Dojo ne répondit rien, mais il avait redressé la tête et essayait de distinguer un signe de la présence d'Iku au sein du camp, en vain. L'obscurité grandissait de plus en plus et il ferait bientôt nuit.
Pendant ce temps, à l'intérieur d'une des tentes dressées, Tezuka était attaché à une malle sur laquelle on l'avait assis. Il avait arrêté d'essayer de parler depuis longtemps et n'écoutait même plus les questions qu'on lui posait. Il était plus agréable de s'imaginer dans les bras de Shibasaki à se faire caresser les cheveux. Il s'était pourtant montré coopératif : la vie de tous ses frères d'arme lui importait plus que de livrer des informations sur son propre frère. Mais il n'avait aucune information sur son frère. Il avait réalisé à quel point c'était devenu un étranger pour lui. Pour les soldats qui le tabassaient, c'était tellement inconcevable de si peu connaître un frère qui conduisait le même combat, qu'il était évident pour eux qu'il le protégeait.

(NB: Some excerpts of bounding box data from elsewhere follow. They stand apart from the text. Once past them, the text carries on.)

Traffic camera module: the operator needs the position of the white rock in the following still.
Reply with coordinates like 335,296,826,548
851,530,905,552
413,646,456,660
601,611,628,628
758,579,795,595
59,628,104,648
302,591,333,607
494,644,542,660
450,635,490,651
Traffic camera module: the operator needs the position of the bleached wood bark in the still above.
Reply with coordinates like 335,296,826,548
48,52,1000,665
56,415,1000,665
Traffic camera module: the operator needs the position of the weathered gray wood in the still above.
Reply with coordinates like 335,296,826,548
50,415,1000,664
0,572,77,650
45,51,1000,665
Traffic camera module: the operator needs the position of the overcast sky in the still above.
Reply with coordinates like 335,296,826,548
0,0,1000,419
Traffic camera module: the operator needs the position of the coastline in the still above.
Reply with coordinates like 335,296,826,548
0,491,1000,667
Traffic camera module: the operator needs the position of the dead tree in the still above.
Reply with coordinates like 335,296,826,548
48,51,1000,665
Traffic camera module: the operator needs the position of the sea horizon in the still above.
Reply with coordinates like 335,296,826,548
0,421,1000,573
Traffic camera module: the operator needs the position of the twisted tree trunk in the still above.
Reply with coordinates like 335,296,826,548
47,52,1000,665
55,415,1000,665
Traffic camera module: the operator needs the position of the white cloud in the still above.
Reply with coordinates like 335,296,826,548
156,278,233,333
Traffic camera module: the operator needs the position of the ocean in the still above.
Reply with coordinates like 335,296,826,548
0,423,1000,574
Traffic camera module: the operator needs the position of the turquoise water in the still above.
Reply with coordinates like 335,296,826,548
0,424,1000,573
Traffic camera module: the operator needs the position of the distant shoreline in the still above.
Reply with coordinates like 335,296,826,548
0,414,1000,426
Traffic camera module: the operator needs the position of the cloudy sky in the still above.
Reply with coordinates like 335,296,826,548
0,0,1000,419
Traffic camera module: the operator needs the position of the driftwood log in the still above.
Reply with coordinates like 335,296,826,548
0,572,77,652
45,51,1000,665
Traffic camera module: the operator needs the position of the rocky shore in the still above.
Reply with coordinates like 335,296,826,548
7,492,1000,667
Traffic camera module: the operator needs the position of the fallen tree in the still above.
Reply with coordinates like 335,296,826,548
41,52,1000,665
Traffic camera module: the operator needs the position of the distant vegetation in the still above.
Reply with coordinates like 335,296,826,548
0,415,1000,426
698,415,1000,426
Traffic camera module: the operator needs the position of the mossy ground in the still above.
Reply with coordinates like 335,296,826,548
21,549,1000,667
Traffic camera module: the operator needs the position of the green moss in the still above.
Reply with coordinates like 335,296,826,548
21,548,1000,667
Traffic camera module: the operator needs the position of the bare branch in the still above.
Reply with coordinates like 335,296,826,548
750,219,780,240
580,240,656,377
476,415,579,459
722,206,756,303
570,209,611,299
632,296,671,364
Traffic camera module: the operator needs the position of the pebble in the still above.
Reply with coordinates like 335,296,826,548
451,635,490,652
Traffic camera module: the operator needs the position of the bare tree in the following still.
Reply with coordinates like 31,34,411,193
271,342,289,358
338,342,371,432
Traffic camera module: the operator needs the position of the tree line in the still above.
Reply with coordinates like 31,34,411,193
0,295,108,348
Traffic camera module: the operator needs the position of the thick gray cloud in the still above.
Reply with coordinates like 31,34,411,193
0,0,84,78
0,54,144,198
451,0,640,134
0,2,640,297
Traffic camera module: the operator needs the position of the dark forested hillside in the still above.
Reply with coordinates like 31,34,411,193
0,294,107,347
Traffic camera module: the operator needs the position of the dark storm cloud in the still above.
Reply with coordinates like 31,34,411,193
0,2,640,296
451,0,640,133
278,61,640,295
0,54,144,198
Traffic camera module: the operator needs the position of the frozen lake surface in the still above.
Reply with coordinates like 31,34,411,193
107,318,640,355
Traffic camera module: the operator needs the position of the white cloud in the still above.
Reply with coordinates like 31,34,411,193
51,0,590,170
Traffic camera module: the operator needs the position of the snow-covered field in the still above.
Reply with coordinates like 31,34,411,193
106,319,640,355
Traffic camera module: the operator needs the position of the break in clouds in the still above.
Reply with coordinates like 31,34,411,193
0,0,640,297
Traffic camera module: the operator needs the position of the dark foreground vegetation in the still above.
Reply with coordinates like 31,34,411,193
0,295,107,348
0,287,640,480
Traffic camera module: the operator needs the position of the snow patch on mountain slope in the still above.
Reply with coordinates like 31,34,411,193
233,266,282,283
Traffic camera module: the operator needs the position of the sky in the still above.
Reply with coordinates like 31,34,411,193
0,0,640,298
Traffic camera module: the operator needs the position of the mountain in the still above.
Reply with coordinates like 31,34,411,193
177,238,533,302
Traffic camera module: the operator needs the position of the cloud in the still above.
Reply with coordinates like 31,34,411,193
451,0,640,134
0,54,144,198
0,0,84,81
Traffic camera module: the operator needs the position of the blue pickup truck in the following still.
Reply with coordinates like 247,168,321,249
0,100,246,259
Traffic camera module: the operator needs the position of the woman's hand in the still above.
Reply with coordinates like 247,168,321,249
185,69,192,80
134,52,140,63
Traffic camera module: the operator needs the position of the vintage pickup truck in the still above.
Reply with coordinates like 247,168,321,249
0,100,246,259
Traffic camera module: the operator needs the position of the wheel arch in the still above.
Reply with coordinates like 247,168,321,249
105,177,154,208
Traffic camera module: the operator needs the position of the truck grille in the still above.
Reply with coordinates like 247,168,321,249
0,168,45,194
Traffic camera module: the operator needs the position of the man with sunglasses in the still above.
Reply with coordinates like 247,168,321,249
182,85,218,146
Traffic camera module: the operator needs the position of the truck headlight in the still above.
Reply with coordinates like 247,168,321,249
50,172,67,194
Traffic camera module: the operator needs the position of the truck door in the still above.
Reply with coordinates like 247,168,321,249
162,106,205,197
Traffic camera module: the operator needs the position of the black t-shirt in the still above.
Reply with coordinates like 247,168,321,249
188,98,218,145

Soudain, une douleur brutale, intense, aigüe le saisit à la cuisse et le ramena à la réalité. Dans un hurlement, il rouvrit les yeux et vit l'officier qui les avait attrapés le fusiller du regard, un couteau dans la main.
« Ca y est, j'ai votre attention ? Vous avez intérêt à parler, parce qu'à partir de minuit, on exécute les otages ! Et j'aime autant vous dire qu'on va commencer par votre équipe. »
L'esprit de Tezuka s'enflamma et il ne vit qu'une solution pour essayer de gagner du temps :
« Stop… Arrêtez… Je n'ai pas d'info fiable… Mais… j'ai entendu le commandant…
- Oui ?
- Satoshi se cache… je crois qu'il se cache chez le commandant…
- Inamine ? » demanda l'autre après quelques secondes de silence.
Bien qu'il pensât à Genda, cette remarque apparut à Tezuka comme une évidence. Les soldats autour de lui comprirent à l'expression de son visage qu'ils avaient dû tomber juste. Aussitôt, l'un d'eux sortit son téléphone et contacta une équipe restée à Tokyo pour qu'ils interviennent.
Merde, pensa Tezuka, pourvu qu'ils assurent là-bas… Il pensait naturellement à Shibasaki, qui devait être en train de se démener avec ses contacts et sa brillante intelligence, afin de tout mettre en œuvre pour le sauver. Là, il avait trop mal il était trop fatigué : il voulait juste s'en remettre à elle.